Previous research has shown that the gut microbiota may have a role in the pathogenesis of immune-related diseases involving chronic inflammation, such as rheumatoid arthritis, Crohn’s disease, multiple sclerosis, and others.

A recent review, led by Dr. Hai Lu from the Department of Orthopedic Surgery at The Third Affiliated Hospital of Southern Medical University in Guangzhou (China), discusses the existing evidence for the role of gut microbiota in ankylosing spondylitis.

Ankylosing spondylitis (AS) is a chronic inflammatory disease that mainly affects the sacroiliac joints and spine. Although in its pathogenesis appears to involve both genetic and environmental factors, the exact causes that determine individual’s susceptibility to AS remain unknown.

When considering genetic background, human leukocyte antigen B27 (HLA-B27) is a major risk factor for AS, present in up to 95% of AS patients. However, genetics alone does not explain the cause of the disease and evidence of AS-microbiome interactions in humans comes from the observation that AS patients have higher levels of anti-Pophyromonas gingivalis antibody titers (P. gingivalis being a periodontal pathogen). Therefore, it seems that periodontal pathogens could contribute to the development of AS in genetically susceptible individuals. The authors also mentioned that other bacteria that may play a role in AS pathogenesis are Klebsiella pneumoniae, K. aerogenes and Bacteroides vulgatus.

Several kinds of evidence suggest that gut microbiota may be a possible contributor to AS development. The mechanisms that explain it include subclinical gut inflammation, alterations of intestinal permeability, microbial translocation, stimulation of immune responses, and molecular mimicry. There is a protective role of breastfeeding. The overall picture is that AS may be triggered by a disturbed gut environment and gut microbiota dysbiosis, which may cause inflammation and exacerbate the disease.

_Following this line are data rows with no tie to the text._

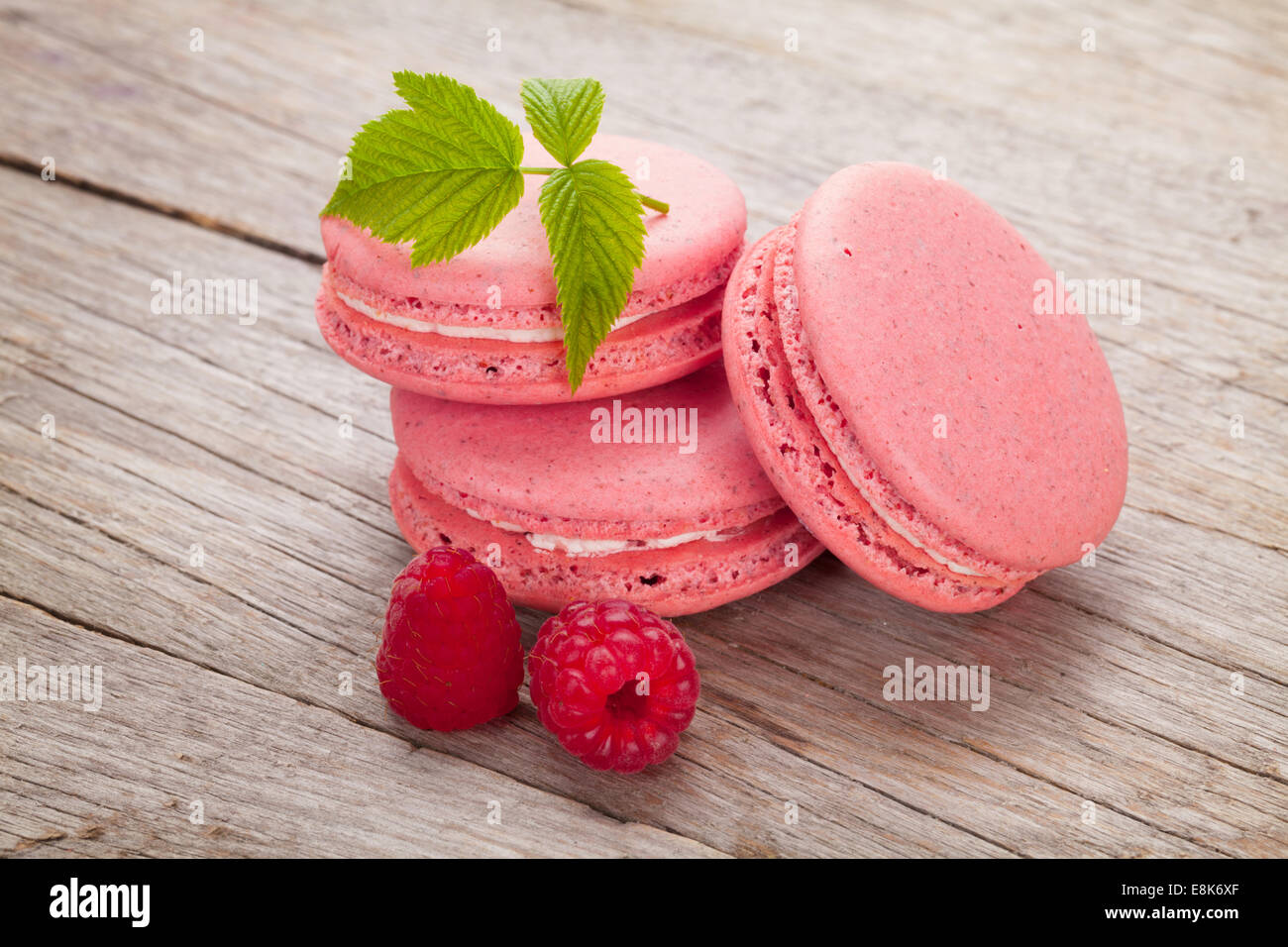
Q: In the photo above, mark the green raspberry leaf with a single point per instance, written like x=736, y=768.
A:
x=565, y=114
x=595, y=232
x=443, y=172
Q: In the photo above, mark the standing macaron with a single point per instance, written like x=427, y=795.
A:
x=931, y=419
x=484, y=325
x=656, y=496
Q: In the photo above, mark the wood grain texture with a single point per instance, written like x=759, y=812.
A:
x=1112, y=685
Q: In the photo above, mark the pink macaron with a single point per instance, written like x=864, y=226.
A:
x=655, y=496
x=939, y=428
x=484, y=325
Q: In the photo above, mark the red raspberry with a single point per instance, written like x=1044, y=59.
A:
x=451, y=656
x=614, y=682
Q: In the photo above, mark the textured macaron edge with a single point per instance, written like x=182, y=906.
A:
x=656, y=350
x=682, y=579
x=803, y=467
x=483, y=315
x=840, y=438
x=529, y=521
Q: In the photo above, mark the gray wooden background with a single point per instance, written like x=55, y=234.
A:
x=179, y=502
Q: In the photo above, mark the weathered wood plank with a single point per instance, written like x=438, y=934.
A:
x=271, y=776
x=1112, y=685
x=130, y=467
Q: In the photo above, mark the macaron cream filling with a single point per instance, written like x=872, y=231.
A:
x=840, y=441
x=492, y=334
x=572, y=545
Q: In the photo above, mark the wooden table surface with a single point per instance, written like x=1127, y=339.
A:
x=201, y=528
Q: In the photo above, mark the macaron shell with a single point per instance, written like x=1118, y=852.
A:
x=682, y=579
x=660, y=348
x=703, y=228
x=803, y=467
x=917, y=304
x=545, y=459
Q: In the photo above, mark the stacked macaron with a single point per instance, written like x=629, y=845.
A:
x=655, y=496
x=643, y=483
x=484, y=326
x=941, y=433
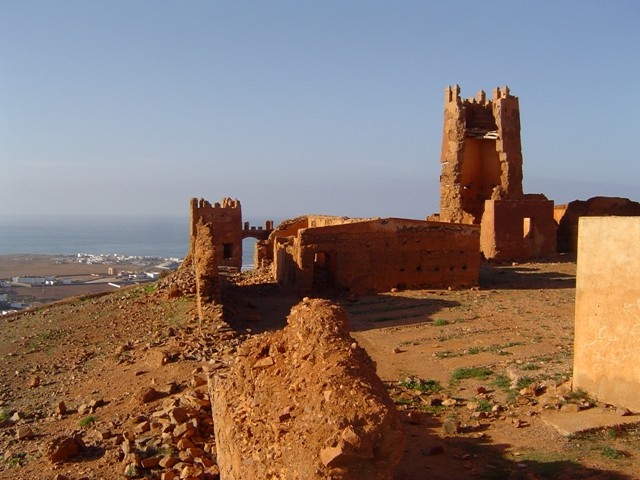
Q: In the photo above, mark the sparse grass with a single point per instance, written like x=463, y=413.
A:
x=497, y=349
x=16, y=460
x=524, y=382
x=502, y=382
x=550, y=465
x=578, y=394
x=446, y=354
x=484, y=405
x=423, y=386
x=462, y=373
x=89, y=420
x=611, y=453
x=530, y=366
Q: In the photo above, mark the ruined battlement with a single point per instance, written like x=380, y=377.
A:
x=225, y=219
x=452, y=95
x=481, y=152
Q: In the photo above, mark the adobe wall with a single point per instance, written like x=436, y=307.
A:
x=607, y=323
x=518, y=229
x=289, y=228
x=305, y=403
x=378, y=255
x=481, y=156
x=594, y=207
x=226, y=221
x=205, y=270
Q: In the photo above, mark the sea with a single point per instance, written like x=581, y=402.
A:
x=152, y=236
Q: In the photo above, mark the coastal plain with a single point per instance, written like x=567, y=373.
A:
x=475, y=374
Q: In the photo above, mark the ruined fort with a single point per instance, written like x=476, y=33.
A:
x=484, y=213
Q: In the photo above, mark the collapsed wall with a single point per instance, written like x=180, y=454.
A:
x=481, y=156
x=305, y=402
x=568, y=215
x=205, y=270
x=606, y=359
x=225, y=219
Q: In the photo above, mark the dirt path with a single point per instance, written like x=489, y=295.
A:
x=473, y=373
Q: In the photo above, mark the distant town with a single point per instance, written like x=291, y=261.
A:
x=45, y=278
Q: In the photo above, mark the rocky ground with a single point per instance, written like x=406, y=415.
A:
x=114, y=386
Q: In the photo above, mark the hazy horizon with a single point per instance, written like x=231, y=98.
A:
x=132, y=108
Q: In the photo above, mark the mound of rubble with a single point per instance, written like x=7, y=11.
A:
x=305, y=402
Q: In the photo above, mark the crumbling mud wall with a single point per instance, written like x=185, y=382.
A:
x=265, y=251
x=305, y=403
x=567, y=216
x=378, y=255
x=206, y=270
x=518, y=229
x=225, y=219
x=606, y=360
x=481, y=156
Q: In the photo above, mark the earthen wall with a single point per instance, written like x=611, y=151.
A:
x=518, y=229
x=593, y=207
x=607, y=320
x=481, y=156
x=379, y=255
x=225, y=219
x=305, y=403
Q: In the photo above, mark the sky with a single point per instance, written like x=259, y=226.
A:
x=131, y=108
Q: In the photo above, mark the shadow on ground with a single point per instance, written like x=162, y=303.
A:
x=265, y=307
x=427, y=456
x=520, y=277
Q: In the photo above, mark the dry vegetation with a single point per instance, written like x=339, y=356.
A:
x=472, y=372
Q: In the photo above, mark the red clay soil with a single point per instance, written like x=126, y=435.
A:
x=472, y=373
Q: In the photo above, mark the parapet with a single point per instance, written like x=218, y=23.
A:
x=452, y=95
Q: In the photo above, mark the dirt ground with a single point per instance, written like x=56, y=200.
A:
x=473, y=372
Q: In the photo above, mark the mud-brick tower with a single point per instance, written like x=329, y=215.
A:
x=481, y=153
x=225, y=219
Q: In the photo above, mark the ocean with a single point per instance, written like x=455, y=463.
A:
x=164, y=237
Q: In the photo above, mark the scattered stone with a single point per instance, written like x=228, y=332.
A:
x=150, y=395
x=414, y=418
x=450, y=426
x=150, y=462
x=62, y=448
x=570, y=408
x=264, y=363
x=435, y=450
x=24, y=432
x=519, y=423
x=179, y=415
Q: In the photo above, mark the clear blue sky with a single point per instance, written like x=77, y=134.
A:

The review wraps up with an overall discussion about the role of microbiota-based therapeutics as potential AS treatments. Potential therapeutic strategies aiming to reduce the gut microbiota dysbiosis related to AS might include:

  • Antibiotics: sulfasalazine and moxifloxacin have been shown to reduce bacterial loads in the bowel of AS patients and reduce disease exacerbations.
  • Probiotics and prebiotics: the probiotics Lactobacillus casei and Lactobacillus rhamnosus GG and the prebiotic inulin-oligofructose alleviated tissue damage and decreased inflammatory status in rats.
  • Dietary manipulation: a low-starch diet is reported to reduce inflammation and lead to clinical remission when adopted alongside current medical treatment in small samples of active AS patients.

In conclusion, although mounting evidence suggests a possible role of the gut microbiota in AS pathogenesis, further studies are needed in order to confirm the underlying mechanisms. Whether antibiotics, probiotics, prebiotics, and low-starch diets can be used as strategies to reduce gut microbiota dysbiosis in AS remains ripe for exploration. Faecal microbial transplantation has not been evaluated at all so far in AS.